B. LES LIMITES DES MODÈLES

Les principales limites des modèles à l'analyse des politiques de réduction du temps de travail résultent des incertitudes relatives au lien entre durée légale et durée effective du travail.

En effet, lorsque la durée effective du travail des salariés à temps plein est supérieure à la durée légale , cette dernière joue le rôle d'une " force de rappel " sur la durée effective en raison du surcoût que représentent les heures supplémentaires et de la référence que constitue la durée légale du travail pour les négociations collectives.

Toutefois, la tendance de la durée effective à se rapprocher de la durée légale est d'une intensité variable : la durée du travail offerte moyenne s'était ainsi réduite en 1982 de près d'une heure en quelques mois, dans une conjoncture dégradée, avec des effets décevants sur l'emploi. Cependant, alors que la durée légale hebdomadaire avait été fixée à 40 heures dès 1936, la durée effective moyenne du travail n'a approché ce niveau qu'à la fin des années 1970. La loi n'exerce en effet " qu'une influence indirecte sur la durée effective du travail en fixant la durée légale, qui sert de référence pour le calcul des heures supplémentaires, en imposant des plafonds pour la durée effective journalière ou hebdomadaire du travail, ou en limitant le volume total annuel des heures supplémentaires.
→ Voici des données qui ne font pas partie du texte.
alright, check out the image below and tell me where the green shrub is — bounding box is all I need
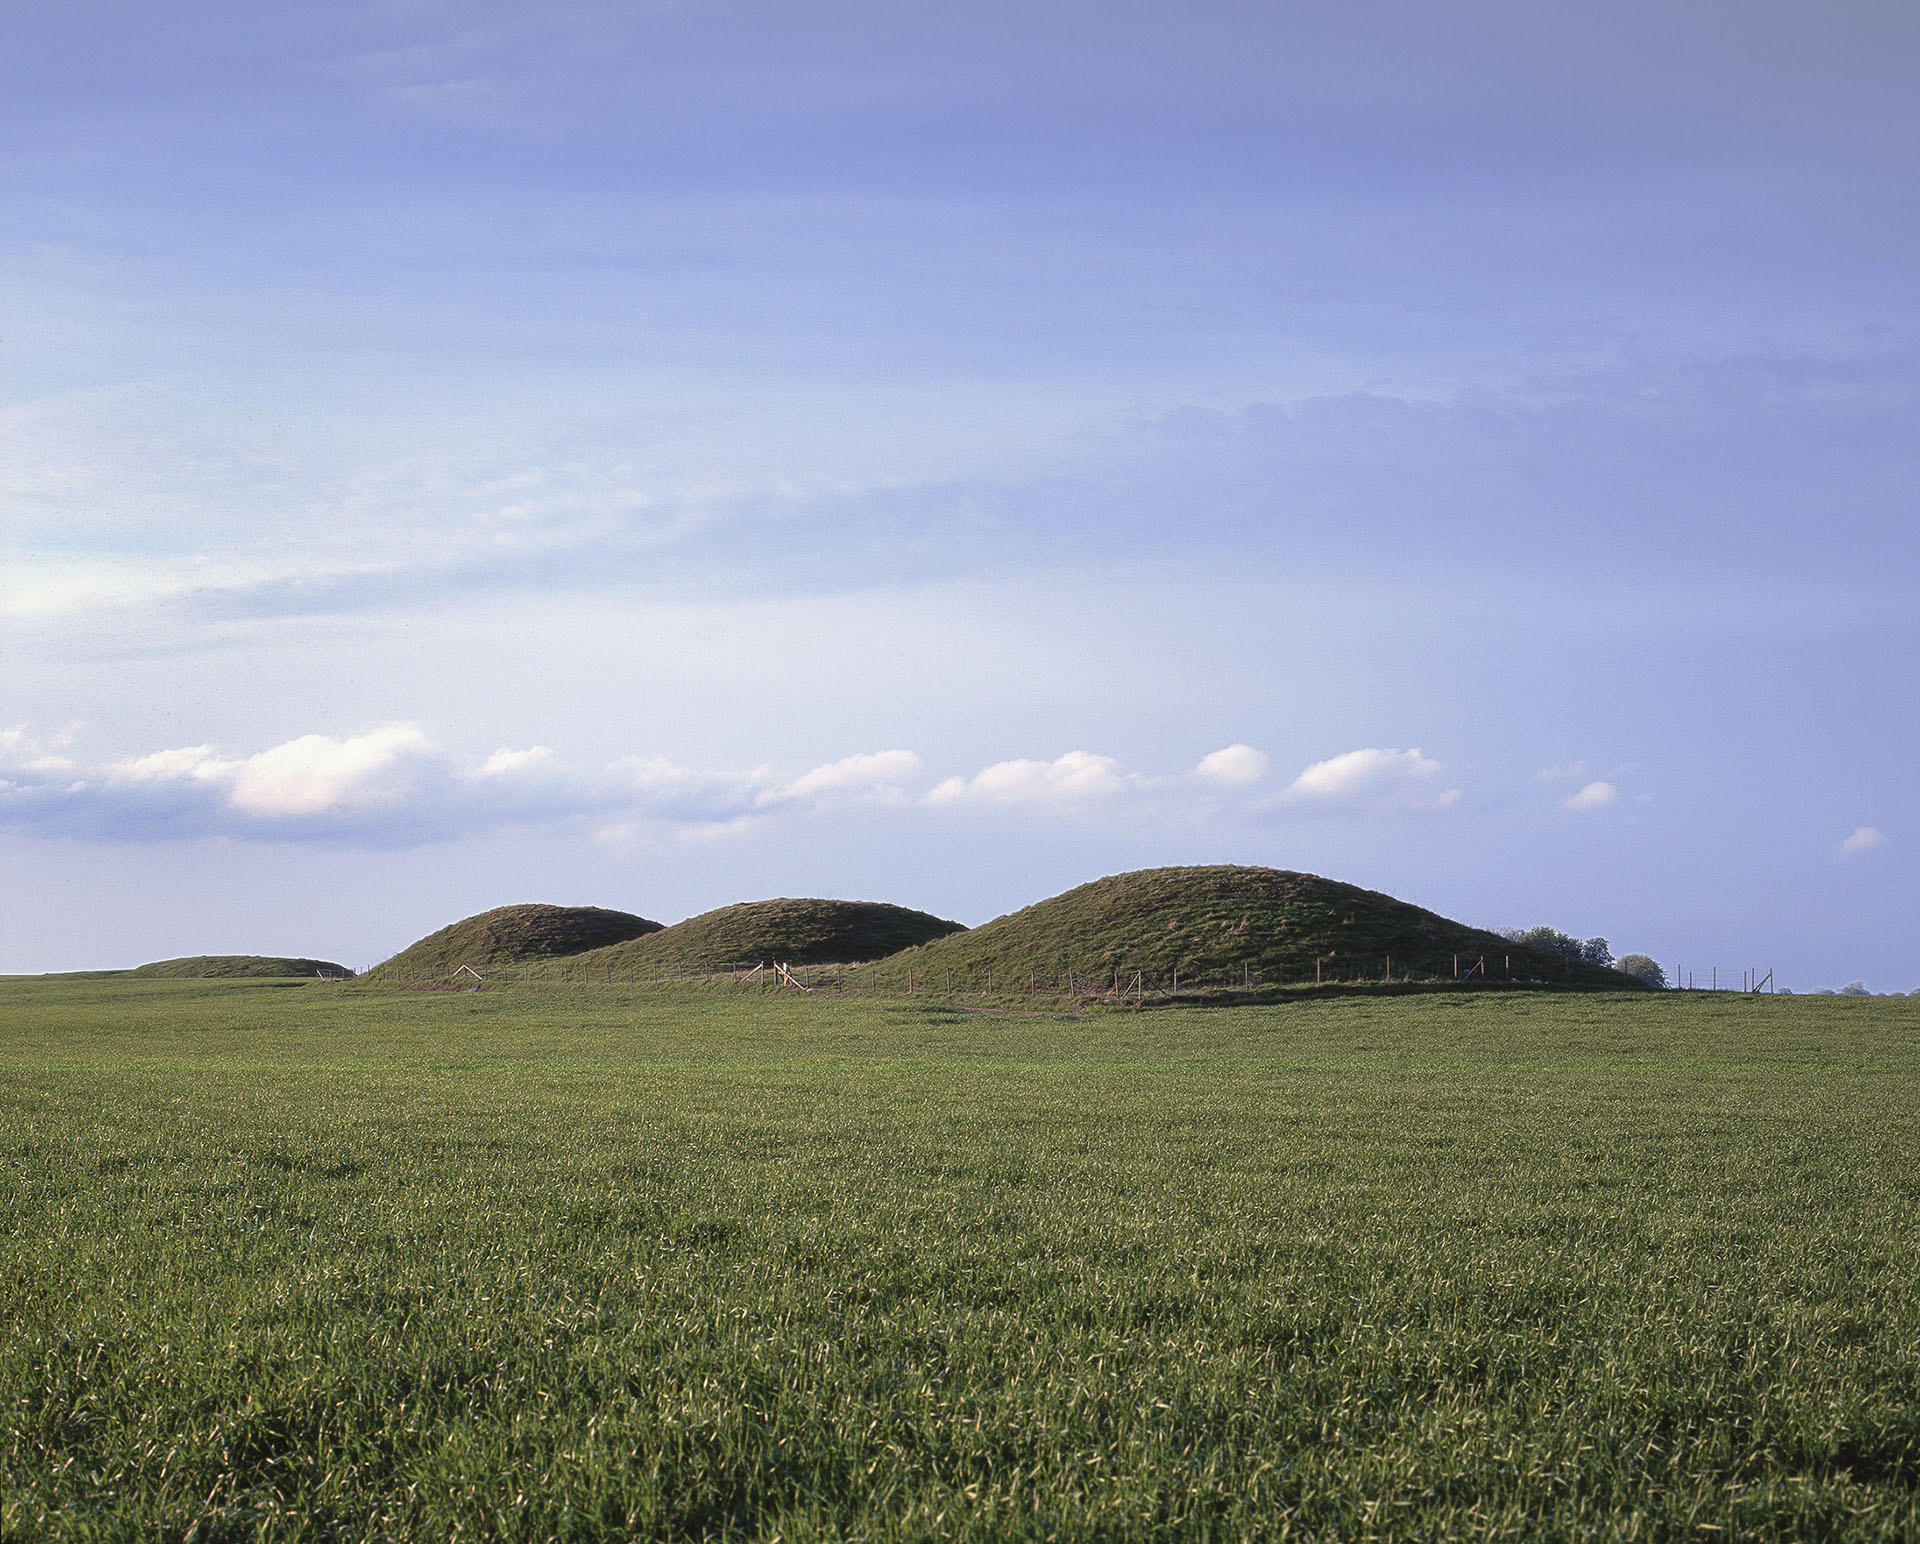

Dans ce cadre, les marges de variations des durées effectives demeurent considérables " 25( * ) .

Des simulations microéconomiques réalisées par la DARES suggèrent que les directions d'entreprise et les représentants des salariés pourraient chercher à neutraliser une réduction de la durée légale du travail, en augmentant les heures supplémentaires ou en engageant des négociations pour accroître l'horaire de travail des salariés à temps partiel, notamment dans les services.

Plus généralement, la dispersion croissante des horaires de travail (25 % des salariés disent travailler 39 heures, 35 % travailler moins et 40 % travailler plus), rendrait l'impact de la baisse de la durée légale sur la durée effective particulièrement incertain.

Ainsi, les effets de l'abaissement à 35 heures par semaine de la durée légale du travail annoncé par le Gouvernement seraient très dépendants d'une éventuelle évolution de la réglementation relative aux heures supplémentaires .

En effet, les salariés d'une entreprise assujettie à l'abaissement de la durée légale à partir de l'an 2000, pourraient a priori continuer de travailler 39 heures par semaine, sans autre conséquence que la transformation des heures au-delà de la 35ème en " heures supplémentaires ", ce qui, dans l'état actuel de la législation, en augmente de 25 % le coût pour l'employeur. Au total, le coût nominal moyen du travail serait ainsi accru de 2,56 %. Dans l'état actuel de la réglementation, l'entreprise concernée devrait toutefois solliciter, auprès de l' inspection du travail , une dérogation pour dépasser le plafond annuel d'heures supplémentaires, fixé à 130 heures par le décret du 27 janvier 1982 26( * ) . D'une certaine manière, la mise en œuvre de la réduction de la durée effective du travail dans les entreprises qui pratiquent un horaire hebdomadaire moyen supérieur ou égal à 37 heures ¾ (ce qui correspond à 35 heures par semaine + 130 heures supplémentaires annuelles) dépendrait donc des instructions données aux directions départementales du travail .

Enfin, la réduction de la durée légale du travail pourrait ralentir le développement du travail à temps partiel , ce phénomène contribuant à en limiter les effets sur la durée moyenne du travail et sur l'emploi. En effet, l'ordonnance du 26 mars 1982 a limité le champ juridique du travail à temps partiel aux durées inférieures à 80 % de la durée légale ou conventionnelle. Dans ces conditions, à législation inchangée, l'abaissement de la durée légale du travail à 35 heures retirerait le bénéfice des aides au travail à temps partiel pour les emplois d'une durée comprise entre 28 et 32 heures ; ceux-ci pourraient alors être pour partie convertis en emplois à temps plein.

Au total, les conséquences d'une réduction de la durée légale du travail dépendent très largement de l'évolution concomitante du droit du travail, de son champ d'application et de ses modalités pratiques de mise en œuvre dans chaque entreprise, c'est-à-dire de considérations micro-économiques et sociales que les modèles ne peuvent évidemment prévoir.

De surcroît, le fonctionnement des modèles macroéconomiques est essentiellement linéaire, c'est-à-dire que les effets d'une réduction de la durée effective du travail de 10 % y sont le double de ceux d'une réduction de 5 % et la moitié de ceux d'une réduction de 20 %, sans que des effets de seuil puissent être pris en compte.